Dave Helling: Kansas Gov. Sam Brownback gets a fresh start with second term
Through much of the 1960s, the great political cartoonist Herb Block usually drew Richard Nixon with an ominous five o’clock shadow — a gray smear beneath a ski-jump nose and heavy eyebrows.
Until 1968. After Nixon won the race for the White House that year, Block offered an olive branch of sorts: “This shop gives to every new president of the United States a free shave,” his cartoon said.
In that spirit, let’s offer Kansas Gov. Sam Brownback best wishes as he’s sworn in for a second term next week — and a fair opportunity to reset his stewardship of the state.
It won’t be easy, of course. Brownback’s first-term efforts to remake tax policy have put the Kansas budget in a potentially dangerous hole, a problem that deepened before New Year’s Day when a three-judge panel in Topeka ruled that schools remain underfunded.
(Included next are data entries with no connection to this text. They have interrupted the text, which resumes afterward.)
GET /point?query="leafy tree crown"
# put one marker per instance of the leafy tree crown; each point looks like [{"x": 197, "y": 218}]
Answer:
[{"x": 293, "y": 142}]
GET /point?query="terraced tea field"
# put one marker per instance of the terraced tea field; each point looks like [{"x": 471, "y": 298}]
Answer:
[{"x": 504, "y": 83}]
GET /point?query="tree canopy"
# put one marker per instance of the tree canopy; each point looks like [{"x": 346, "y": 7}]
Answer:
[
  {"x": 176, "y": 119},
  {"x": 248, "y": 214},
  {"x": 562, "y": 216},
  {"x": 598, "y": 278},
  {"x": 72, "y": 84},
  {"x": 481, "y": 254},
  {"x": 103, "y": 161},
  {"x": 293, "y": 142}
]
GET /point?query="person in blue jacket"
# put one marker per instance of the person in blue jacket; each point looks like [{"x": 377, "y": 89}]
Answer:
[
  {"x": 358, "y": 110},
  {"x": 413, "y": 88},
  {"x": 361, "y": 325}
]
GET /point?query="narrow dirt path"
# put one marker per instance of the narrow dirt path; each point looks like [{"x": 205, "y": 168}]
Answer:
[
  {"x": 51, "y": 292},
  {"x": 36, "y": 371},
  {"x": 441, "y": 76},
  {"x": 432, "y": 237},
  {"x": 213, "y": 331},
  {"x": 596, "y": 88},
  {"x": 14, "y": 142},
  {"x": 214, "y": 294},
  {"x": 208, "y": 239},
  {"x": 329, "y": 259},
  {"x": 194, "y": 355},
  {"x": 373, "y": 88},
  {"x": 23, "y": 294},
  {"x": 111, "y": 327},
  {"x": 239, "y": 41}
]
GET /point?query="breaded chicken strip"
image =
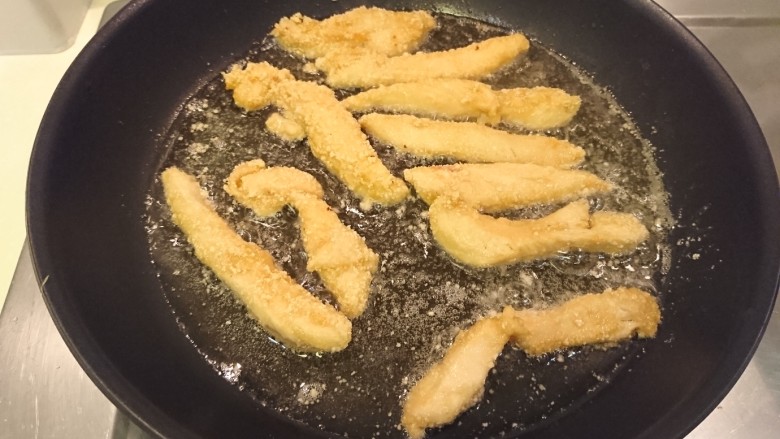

It’s difficult to see how the governor can make all the budget pieces fit this year.
Yet Kansas voters knew about those problems last November and re-elected Brownback anyway. In fact, his political trajectory strangely resembles that of Barack Obama. Both unapologetically sought big-picture, first-term reforms (tax cuts in Kansas, health coverage through the feds). Both struggled to implement those reforms. And both were re-elected to second terms despite serious opposition.
Kansans, we now know, are willing to give Gov. Brownback the benefit of the doubt.
Let’s hope he returns the favor by being completely candid about the size of the challenge ahead. During the campaign, Brownback insisted the sun is shining in the state, a claim that wasn’t accurate. Revenue continues to slide, jobs are growing more slowly than in the rest of the nation and people are still moving away.
A simple admission that his tax cuts haven’t worked as quickly as he hoped would buy Brownback enormous goodwill. That, followed by a reasonable proposal to restore the state’s solvency, would likely give the governor the final-term legacy he clearly seeks.
Any such plan will almost certainly have to include increasing state revenue. That doesn’t have to mean an income tax hike: a broader tax base, maybe, or a higher gas tax could fatten the Kansas bank account. Postponing the next round of income tax reductions seems unavoidable, but revenue-increasing tax changes might also do the trick.
Most Kansans understand Democrats and judges aren’t the enemy — the calculator is. Let’s hope Gov. Brownback takes the oath with a good one in his pocket.